A review of the medical record for Patient #2 revealed the patient had an order for 2 mg Hydromorphone (Dilaudid) Q (every) 3 hr PRN (as needed) for pain.

An interview was conducted with Patient #2 and spouse at 1:58 PM. The patient stated the care provided her/him by a staff Registered Nurse during the hospitalization of 5/12/2010 through 5/15/2010 was extremely inappropriate, leaving the patient in what was described as "constant and at times excruciating pain." Patient #2 explained that the conduct displayed by the Registered Nurse was that of one who was "incoherent, slurring words, leaning against a wall falling asleep, attempting to administer the incorrect medication to the patient, and one who appeared to be under the influence." It was reported by the patient and spouse that on more than one occasion, the RN attempted to administer a medication other than the Hydromorphone (Dilaudid). The patient refused to take the medication being offered by the RN. At that time, it was reported the RN would leave the room and reenter with the correct medication. It was reported the patient and spouse had reported this to the Nursing Supervisor, as well as other nursing staff.
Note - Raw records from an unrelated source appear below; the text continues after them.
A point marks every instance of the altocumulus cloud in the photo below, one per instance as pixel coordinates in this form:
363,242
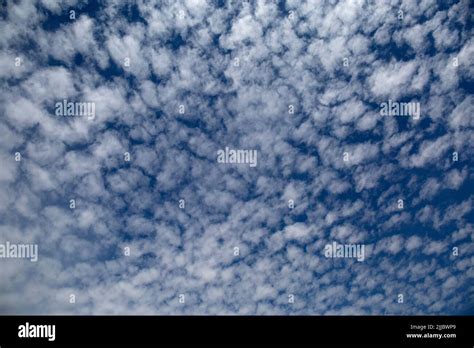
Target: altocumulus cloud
130,209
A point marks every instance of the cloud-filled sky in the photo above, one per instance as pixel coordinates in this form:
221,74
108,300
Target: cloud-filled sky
157,219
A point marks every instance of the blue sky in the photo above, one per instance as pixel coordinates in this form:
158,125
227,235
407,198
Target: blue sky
173,83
It was reported the Nursing Supervisor told the patient and spouse they were aware of the problem (regarding the RN), and that the RN would not be returning.

The RN returned to work on 5/13/2010. Once again, the RN was unable to stay awake, was slurring words, and incoherent.

Reports documented by hospital staff were provided and revealed an alleged incident occurring approximately 3 weeks prior to this incident, regarding medication being removed from the medication unit by the RN. It was reported the RN had requested the assistance of another staff member in this action, however the staff member, feeling very uneasy about the request, had refused.

Further review of the RN's time validation revealed a work schedule which included the dates of 5/01, 03, 04, 05 and 06. After suspension, the employee was returned to work completing a full shift on 5/13/2010 and a 5-hour shift on 5/14/2010 when the RN was terminated.